Monday, February 27, 2012

Time To Take Out The Trash

One of the most difficult things we had to adjust to when we moved to Japan was the sorting of our trash.  I know what you're thinking - how hard can it really be?  Well, move to Japan and you will find out firsthand.  Rich moved into our house a few days before I arrived in Japan, so he was the one that got all the paperwork and explanation(s) from our rental agent on everything, including the garbage system. The thoughtful husband that he is, he also made a trip to Homes (our version of Home Depot + Target) and got Japanese trash cans and trash bags - although I later got an earful about how it took him forever to decide which trash cans and what size bags to buy.  In his defense, shopping for garbage bags is overwhelming the first time because there are so many choices -  i.e., what size and with or without handle (not really sure why anyone would get ones without handles though, they make it so much easier).

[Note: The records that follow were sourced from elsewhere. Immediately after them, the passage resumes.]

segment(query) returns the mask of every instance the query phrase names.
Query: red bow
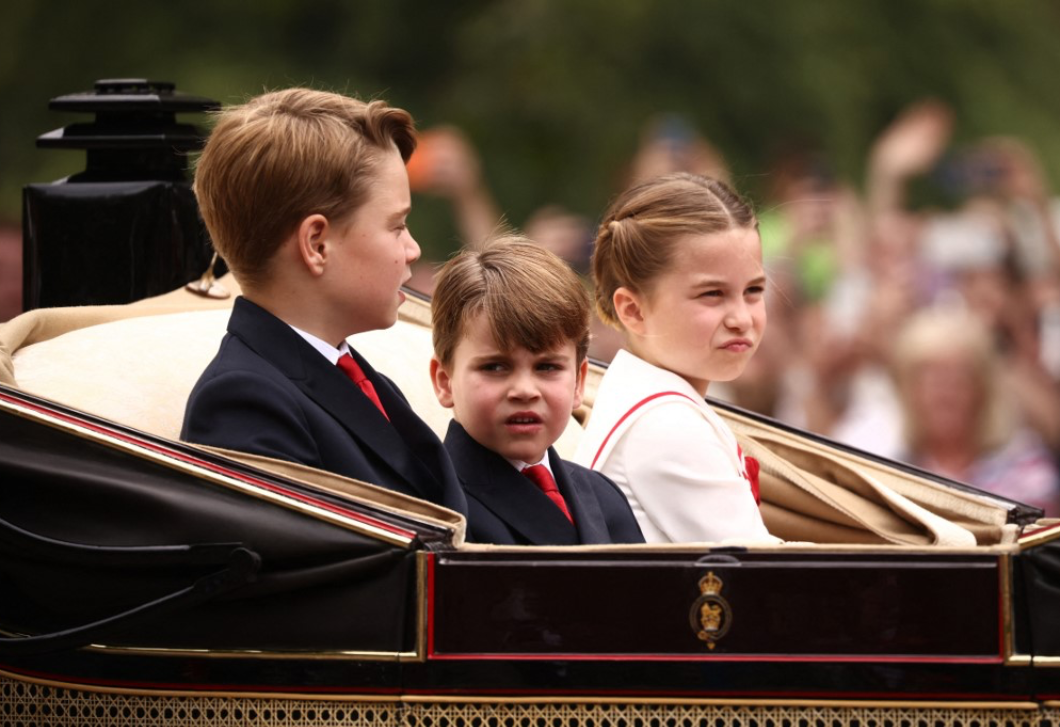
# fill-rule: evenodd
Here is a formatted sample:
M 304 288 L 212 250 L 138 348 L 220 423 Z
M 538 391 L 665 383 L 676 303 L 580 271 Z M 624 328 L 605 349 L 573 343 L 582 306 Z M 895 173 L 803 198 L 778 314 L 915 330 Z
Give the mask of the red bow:
M 754 495 L 755 504 L 762 504 L 762 496 L 758 492 L 758 471 L 761 469 L 761 465 L 758 464 L 758 460 L 754 457 L 748 457 L 743 453 L 743 447 L 736 445 L 736 451 L 740 455 L 740 459 L 743 461 L 743 476 L 747 480 L 748 484 L 751 485 L 751 494 Z
M 743 462 L 747 470 L 747 481 L 751 483 L 751 494 L 755 496 L 755 504 L 761 505 L 762 496 L 758 492 L 758 470 L 761 467 L 754 457 L 744 457 Z

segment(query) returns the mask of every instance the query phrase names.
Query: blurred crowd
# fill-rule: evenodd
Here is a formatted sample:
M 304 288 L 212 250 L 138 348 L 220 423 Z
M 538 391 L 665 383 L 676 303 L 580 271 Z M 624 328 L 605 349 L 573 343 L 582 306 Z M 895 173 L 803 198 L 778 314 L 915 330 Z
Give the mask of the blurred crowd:
M 1060 516 L 1060 200 L 1021 140 L 957 145 L 954 124 L 938 102 L 905 109 L 863 185 L 812 149 L 778 157 L 756 200 L 767 333 L 744 375 L 710 393 Z M 733 181 L 667 115 L 623 181 L 671 171 Z M 505 224 L 459 129 L 425 131 L 409 178 L 450 201 L 463 244 Z M 543 200 L 521 227 L 587 273 L 593 219 Z M 411 285 L 430 292 L 439 262 L 421 261 Z M 597 323 L 590 355 L 621 343 Z

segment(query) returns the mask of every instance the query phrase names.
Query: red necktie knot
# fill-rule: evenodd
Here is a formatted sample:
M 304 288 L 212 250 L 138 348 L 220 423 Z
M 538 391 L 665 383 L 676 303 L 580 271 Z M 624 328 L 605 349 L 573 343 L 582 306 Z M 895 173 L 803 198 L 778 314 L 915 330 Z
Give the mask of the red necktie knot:
M 346 374 L 353 383 L 360 387 L 361 391 L 364 392 L 364 395 L 375 404 L 376 408 L 379 409 L 384 417 L 386 417 L 387 421 L 390 421 L 386 409 L 383 408 L 383 402 L 379 401 L 379 394 L 376 393 L 375 387 L 372 386 L 372 382 L 364 375 L 364 370 L 353 360 L 353 356 L 348 353 L 339 356 L 338 367 L 342 369 L 342 372 Z
M 548 467 L 543 464 L 533 464 L 523 467 L 522 472 L 538 486 L 538 489 L 548 495 L 548 499 L 552 500 L 556 507 L 563 511 L 563 514 L 567 516 L 567 519 L 573 525 L 574 518 L 571 517 L 570 510 L 567 509 L 567 502 L 563 499 L 559 488 L 556 487 L 556 481 L 552 478 L 552 473 L 548 471 Z

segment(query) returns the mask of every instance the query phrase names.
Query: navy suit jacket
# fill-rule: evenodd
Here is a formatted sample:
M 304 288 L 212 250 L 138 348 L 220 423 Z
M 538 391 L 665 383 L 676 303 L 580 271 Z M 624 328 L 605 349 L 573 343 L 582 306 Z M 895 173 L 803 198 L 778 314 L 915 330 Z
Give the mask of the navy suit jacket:
M 599 472 L 560 459 L 549 447 L 548 463 L 574 518 L 572 525 L 548 495 L 496 452 L 486 449 L 456 421 L 445 448 L 456 466 L 468 505 L 467 540 L 502 545 L 643 543 L 625 495 Z
M 289 325 L 237 298 L 228 333 L 188 398 L 180 437 L 311 467 L 466 515 L 442 442 L 356 352 L 390 421 Z

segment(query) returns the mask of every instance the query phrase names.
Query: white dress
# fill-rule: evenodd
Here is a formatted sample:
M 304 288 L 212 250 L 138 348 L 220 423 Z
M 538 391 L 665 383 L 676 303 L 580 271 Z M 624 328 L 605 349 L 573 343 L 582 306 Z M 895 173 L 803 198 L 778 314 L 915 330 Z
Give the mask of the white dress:
M 574 461 L 622 489 L 649 543 L 768 541 L 736 436 L 683 378 L 622 350 Z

Anyway, I had barely walked through the door to our new home when Rich handed me a stack of papers explaining the trash system and said, "Enjoy!"  You can't really tell from the pictures, but the colored pamphlet is 6 pages long and is quite user friendly since it's in color and has pictures.  The other one, which is 5 pages long (front and back), is more comprehensive in listing items and identifying which category they belong to.  I studied both of them very carefully and thought to myself, this is going to be interesting!

Taking the trash out in Japan is a 4 sometimes 5 day a week chore, as our city has established five general categories which our trash must be sorted into and put out on the appropriate day (only a few of which overlap days).  Here is the schedule that we follow:
  1. Burnables (food scraps, some paper products) - picked up on Mondays and Thursdays
  2. Group resources (cardboard, clothes, magazines, toilet paper rolls) - picked up the 2nd and 4th Monday of every month
  3. Plastics - picked up on Tuesdays
  4. Nonburnables - picked upon the 2nd and 4th Wednesday of the month
  5. Cans, bottles and PET bottles - picked up on Fridays
After living in The Bay Area, I am BIG on recycling and I get why Japan has this system.  But having just moved from a state where they only started curbside recycling in 2007, sorting the trash into 5 bins takes getting used to.  Also, since different trash gets picked up on different days and you place your trash either under a mesh net or in a steel cage, you can only put it out the morning of pickup.  That's right, there's no putting your smelly trash in your own bin; you have to wait till the right day to put it out.  You also can't throw away large items (you have to call the city to pick it up) and you can't throw batteries away, you have to take them to a store and put it in a collection box.  As I type this, I realize that at least you don't see old couches, dirty mattresses or other junk furniture lying on the sidewalk like you do in some neighborhoods in the U.S. (I won't name names, but you know who you are). 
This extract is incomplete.